Banks Win When They Use Virtual Assistants and Intelligent Chatbots Trained to Make Them Successful
This paper outlines the need for conversational AI in financial services to maintain a competitive advantage; looks at the pros and cons of generic versus market-specific solutions; and offers data that demonstrates why firms are better off deploying tools meant specifically for them.

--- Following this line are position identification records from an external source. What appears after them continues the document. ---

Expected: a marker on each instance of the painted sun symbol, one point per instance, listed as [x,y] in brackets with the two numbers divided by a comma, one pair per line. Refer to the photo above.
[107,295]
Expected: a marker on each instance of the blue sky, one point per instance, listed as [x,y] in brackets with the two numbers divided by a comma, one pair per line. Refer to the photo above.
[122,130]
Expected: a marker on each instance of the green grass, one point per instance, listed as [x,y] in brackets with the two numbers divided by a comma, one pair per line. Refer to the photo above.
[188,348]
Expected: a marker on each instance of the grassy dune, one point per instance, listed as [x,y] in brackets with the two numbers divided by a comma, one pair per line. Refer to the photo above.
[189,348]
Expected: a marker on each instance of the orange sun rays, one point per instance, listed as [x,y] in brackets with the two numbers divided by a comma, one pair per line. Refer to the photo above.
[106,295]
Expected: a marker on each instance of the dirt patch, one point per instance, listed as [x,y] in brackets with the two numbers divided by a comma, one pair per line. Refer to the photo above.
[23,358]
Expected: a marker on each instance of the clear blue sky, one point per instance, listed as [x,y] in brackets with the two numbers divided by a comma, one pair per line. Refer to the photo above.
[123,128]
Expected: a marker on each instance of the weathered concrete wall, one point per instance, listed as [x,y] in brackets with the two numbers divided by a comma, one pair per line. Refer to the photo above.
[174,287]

In a recent survey of more than 1,600 IT decision-makers, Frost & Sullivan found that artificial intelligence (AI) has been adopted by 67% of financial services companies across the globe. Primary drivers include:
- Improving the quality of products/services
- Increasing operating efficiencies
- Driving customer engagement with the bank’s digital investments.
Companies in the Finance, Banking and Insurance sector are more likely than others to deploy AI, initially to facilitate innovation for competitive advantage, lower costs and generate revenue. Almost one-quarter of firms have implemented some form of artificial intelligence company-wide and another 36% are already in the early implementation phase.
Increasingly, financial services firms are looking at conversational AI, specifically, to help them transform the customer experience. Kasisto has found that about one-third of financial services firms have deployed conversational AI and the number is quickly growing (Kasisto 2019 Sales Survey). But as they do so, banks are worried about a number of challenges, including the cost of implementation (30%), the complexity and time to develop solutions (25%) and the fact that the technology is not yet ready to address their use cases (22%). Fortunately, you can mitigate these concerns by using a conversational AI platform that is purpose-built for the financial services industry.